Flicker noise pulsar radio spectra

TL;DR

This study demonstrates that the flicker noise model accurately describes pulsar radio spectra across a wide frequency range, offering advantages over traditional power-law models by providing a smooth spectral transition with fewer parameters.

Contribution

The paper applies the flicker noise model to a large pulsar spectral dataset using MCMC, revealing its effectiveness and correlations among parameters, and compares it with existing power-law fits.

Findings

Flicker noise model fits spectra well from MHz to GHz frequencies.

Strong correlation between model parameters log S0 and n, and between n and spectral index α.

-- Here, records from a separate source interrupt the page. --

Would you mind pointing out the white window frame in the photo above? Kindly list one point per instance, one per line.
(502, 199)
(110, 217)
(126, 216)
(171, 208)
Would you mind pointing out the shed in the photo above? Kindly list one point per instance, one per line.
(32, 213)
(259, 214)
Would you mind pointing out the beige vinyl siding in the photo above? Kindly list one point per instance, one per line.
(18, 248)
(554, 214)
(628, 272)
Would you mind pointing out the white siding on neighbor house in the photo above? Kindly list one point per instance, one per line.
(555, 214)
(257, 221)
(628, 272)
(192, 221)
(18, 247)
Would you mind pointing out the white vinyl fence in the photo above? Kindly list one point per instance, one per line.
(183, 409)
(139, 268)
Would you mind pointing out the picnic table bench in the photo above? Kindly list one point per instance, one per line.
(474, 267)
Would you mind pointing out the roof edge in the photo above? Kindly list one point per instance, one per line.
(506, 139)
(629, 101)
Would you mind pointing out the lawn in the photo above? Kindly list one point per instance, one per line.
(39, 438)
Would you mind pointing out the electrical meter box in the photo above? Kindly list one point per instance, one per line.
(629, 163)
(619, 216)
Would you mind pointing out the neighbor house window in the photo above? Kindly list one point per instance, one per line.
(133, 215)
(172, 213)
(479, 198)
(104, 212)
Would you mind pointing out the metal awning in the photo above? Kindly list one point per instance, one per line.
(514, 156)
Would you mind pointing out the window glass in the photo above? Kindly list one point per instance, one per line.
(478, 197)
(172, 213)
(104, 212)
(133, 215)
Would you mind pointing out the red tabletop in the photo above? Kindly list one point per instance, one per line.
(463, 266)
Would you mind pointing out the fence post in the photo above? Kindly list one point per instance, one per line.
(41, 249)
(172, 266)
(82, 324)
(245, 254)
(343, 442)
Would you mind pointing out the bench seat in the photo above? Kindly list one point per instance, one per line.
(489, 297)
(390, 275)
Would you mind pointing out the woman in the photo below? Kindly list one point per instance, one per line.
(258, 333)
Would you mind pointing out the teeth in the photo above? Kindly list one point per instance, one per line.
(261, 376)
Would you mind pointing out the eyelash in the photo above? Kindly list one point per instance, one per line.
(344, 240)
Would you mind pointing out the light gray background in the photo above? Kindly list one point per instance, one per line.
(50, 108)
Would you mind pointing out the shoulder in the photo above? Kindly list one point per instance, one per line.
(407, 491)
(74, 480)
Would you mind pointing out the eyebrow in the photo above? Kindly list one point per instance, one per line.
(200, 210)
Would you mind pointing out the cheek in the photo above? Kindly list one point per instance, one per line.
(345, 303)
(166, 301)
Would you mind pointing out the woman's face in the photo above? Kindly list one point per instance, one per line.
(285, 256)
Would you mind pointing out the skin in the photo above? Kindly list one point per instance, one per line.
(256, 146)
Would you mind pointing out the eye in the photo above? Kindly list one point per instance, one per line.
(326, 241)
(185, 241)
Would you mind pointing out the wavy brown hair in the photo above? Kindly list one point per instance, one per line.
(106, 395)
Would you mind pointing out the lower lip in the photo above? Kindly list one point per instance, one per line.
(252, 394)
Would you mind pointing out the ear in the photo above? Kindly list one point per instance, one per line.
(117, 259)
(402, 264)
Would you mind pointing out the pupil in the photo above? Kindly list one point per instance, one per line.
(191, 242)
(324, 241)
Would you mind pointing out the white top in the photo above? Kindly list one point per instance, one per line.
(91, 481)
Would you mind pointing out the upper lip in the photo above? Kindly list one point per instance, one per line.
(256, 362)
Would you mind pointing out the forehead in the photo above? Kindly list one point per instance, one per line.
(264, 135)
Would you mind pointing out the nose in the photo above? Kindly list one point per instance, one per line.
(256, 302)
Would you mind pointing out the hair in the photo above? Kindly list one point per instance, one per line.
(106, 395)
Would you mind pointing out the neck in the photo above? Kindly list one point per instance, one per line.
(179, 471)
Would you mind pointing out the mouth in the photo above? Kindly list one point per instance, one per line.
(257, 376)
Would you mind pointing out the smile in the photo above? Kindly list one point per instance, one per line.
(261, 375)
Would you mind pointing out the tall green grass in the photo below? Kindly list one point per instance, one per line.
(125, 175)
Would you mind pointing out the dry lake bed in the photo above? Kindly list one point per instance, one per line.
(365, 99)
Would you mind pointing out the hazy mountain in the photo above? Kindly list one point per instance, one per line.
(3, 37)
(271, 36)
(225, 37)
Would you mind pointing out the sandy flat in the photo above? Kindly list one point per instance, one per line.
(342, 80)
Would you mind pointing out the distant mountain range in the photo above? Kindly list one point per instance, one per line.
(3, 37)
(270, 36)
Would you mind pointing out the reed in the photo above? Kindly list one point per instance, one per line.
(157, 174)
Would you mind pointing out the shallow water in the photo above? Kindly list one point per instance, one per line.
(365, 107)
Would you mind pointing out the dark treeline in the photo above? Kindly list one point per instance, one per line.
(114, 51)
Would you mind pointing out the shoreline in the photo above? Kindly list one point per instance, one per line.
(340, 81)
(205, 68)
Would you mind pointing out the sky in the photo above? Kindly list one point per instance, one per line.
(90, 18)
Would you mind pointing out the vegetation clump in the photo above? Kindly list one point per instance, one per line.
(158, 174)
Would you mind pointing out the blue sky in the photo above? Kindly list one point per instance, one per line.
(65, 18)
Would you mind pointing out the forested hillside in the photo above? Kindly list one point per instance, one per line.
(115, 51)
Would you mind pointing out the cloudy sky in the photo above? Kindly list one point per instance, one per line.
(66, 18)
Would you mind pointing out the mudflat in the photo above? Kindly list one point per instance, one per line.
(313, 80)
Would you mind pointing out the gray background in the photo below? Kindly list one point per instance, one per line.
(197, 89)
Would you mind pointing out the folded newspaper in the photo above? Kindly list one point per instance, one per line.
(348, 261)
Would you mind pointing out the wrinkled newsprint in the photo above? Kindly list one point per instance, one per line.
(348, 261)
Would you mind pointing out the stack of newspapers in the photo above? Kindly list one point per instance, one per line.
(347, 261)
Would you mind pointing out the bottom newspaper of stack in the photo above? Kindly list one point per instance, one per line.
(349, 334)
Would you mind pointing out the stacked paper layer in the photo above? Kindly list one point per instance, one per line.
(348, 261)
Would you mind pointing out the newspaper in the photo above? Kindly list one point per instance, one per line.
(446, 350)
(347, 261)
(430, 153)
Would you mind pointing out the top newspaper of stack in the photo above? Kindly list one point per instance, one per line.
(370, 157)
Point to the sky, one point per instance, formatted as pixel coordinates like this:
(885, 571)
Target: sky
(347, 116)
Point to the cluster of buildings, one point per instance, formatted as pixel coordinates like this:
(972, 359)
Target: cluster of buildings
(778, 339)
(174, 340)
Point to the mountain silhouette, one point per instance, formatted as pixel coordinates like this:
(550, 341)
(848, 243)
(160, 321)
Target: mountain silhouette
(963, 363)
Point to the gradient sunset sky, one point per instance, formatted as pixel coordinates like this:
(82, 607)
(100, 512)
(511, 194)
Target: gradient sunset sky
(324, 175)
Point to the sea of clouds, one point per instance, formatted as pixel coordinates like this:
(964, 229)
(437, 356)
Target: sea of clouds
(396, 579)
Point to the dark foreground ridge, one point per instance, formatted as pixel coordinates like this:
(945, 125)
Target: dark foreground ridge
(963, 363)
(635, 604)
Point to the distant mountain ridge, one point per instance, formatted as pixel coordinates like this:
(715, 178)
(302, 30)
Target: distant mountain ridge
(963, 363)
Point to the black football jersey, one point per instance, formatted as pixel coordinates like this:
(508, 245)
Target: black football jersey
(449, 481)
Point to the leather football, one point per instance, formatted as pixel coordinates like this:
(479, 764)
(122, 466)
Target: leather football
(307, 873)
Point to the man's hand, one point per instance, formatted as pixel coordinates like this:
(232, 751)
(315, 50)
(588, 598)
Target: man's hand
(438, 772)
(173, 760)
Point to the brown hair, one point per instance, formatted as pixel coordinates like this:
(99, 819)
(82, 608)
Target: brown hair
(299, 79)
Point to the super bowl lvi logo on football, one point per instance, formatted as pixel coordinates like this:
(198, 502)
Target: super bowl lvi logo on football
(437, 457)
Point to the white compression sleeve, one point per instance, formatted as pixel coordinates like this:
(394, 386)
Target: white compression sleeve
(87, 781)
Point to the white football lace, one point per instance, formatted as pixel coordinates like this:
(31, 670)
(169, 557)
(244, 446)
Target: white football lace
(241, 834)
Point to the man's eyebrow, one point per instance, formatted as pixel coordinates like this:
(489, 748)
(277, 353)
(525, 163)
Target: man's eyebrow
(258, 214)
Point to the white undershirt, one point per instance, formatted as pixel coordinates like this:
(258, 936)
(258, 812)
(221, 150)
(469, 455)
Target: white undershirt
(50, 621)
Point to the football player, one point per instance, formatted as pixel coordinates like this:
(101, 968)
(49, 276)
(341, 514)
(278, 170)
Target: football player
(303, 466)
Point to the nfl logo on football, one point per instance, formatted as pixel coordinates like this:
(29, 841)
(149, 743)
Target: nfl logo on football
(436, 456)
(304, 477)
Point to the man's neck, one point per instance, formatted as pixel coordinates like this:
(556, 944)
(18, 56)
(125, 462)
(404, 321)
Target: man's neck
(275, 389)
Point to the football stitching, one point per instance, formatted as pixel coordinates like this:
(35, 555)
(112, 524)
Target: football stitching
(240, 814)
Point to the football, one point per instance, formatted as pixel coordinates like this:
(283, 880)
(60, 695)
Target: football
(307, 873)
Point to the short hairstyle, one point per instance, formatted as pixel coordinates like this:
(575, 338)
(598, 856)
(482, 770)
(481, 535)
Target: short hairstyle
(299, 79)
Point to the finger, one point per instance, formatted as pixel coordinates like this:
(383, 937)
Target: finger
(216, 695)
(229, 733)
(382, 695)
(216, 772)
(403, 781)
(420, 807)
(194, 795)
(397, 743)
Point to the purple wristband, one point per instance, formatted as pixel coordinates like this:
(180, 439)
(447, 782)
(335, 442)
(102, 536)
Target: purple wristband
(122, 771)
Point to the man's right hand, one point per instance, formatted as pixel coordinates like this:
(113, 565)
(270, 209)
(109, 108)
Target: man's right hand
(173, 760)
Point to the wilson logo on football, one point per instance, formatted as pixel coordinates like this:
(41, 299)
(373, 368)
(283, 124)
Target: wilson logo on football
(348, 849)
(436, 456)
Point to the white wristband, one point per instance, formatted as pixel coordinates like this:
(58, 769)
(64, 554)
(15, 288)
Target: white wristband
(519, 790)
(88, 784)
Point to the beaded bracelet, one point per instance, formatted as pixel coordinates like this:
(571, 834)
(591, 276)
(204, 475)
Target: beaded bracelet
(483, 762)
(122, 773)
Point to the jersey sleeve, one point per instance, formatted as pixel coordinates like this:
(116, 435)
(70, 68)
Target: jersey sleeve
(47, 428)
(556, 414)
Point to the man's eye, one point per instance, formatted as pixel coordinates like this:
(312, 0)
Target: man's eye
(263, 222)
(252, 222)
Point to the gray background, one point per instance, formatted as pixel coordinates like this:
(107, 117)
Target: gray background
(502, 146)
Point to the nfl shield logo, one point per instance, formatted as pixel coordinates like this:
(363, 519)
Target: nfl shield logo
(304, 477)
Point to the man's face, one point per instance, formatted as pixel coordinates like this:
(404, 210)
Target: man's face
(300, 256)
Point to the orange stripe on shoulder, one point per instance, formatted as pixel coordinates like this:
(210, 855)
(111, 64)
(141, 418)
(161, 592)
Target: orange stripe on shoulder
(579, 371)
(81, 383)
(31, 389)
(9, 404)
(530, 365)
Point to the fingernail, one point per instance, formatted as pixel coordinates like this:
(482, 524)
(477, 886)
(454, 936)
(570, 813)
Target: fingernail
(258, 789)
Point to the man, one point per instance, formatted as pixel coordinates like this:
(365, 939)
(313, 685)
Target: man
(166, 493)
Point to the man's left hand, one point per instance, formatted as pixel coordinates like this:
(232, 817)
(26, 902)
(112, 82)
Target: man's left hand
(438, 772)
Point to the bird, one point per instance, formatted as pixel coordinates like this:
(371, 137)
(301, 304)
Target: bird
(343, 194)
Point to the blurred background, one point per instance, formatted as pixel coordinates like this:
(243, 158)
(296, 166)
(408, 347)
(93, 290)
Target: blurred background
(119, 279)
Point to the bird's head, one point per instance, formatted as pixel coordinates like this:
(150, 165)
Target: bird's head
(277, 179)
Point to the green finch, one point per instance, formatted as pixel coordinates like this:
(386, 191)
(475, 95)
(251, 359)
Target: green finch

No correlation between model parameters and pulsar physical properties.

Abstract

We present new results of fitting 108 spectra of radio pulsars with the flicker noise model proposed by Loehmer et al. (2008) and compare them with the spectral indices of power-law fits published by Maron et al. (2000). The fits to the model were carried out using the Markov chain Monte Carlo (MCMC) method appropriate for the non-linear fits. Our main conclusion is that pulsar radio spectra can be statistically very well described by the flicker noise model over wide frequency range from a few tens of MHz up to tens of GHz. Moreover, our dataset allows us to conduct statistical analysis of the model parameters. As our results show, there is a strong negative correlation between the flicker noise spectrum model parameters log $S_0$ and $n$ and a strong positive relationship between n and the power-law spectral index $\alpha$. The latter implies that their physical meaning is similar, however the flicker noise model has an advantage over broken power-law model. Not only it describes the spectra in higher frequency range with only two parameters, not counting scaling factor $S_0$, but also it shows smooth transition from flat to steep behaviour at lower and higher frequencies, respectively. On the other hand, there are no correlations of the flicker noise model parameters $S_0$, $\tau$ and $n$ with any of pulsar physical properties.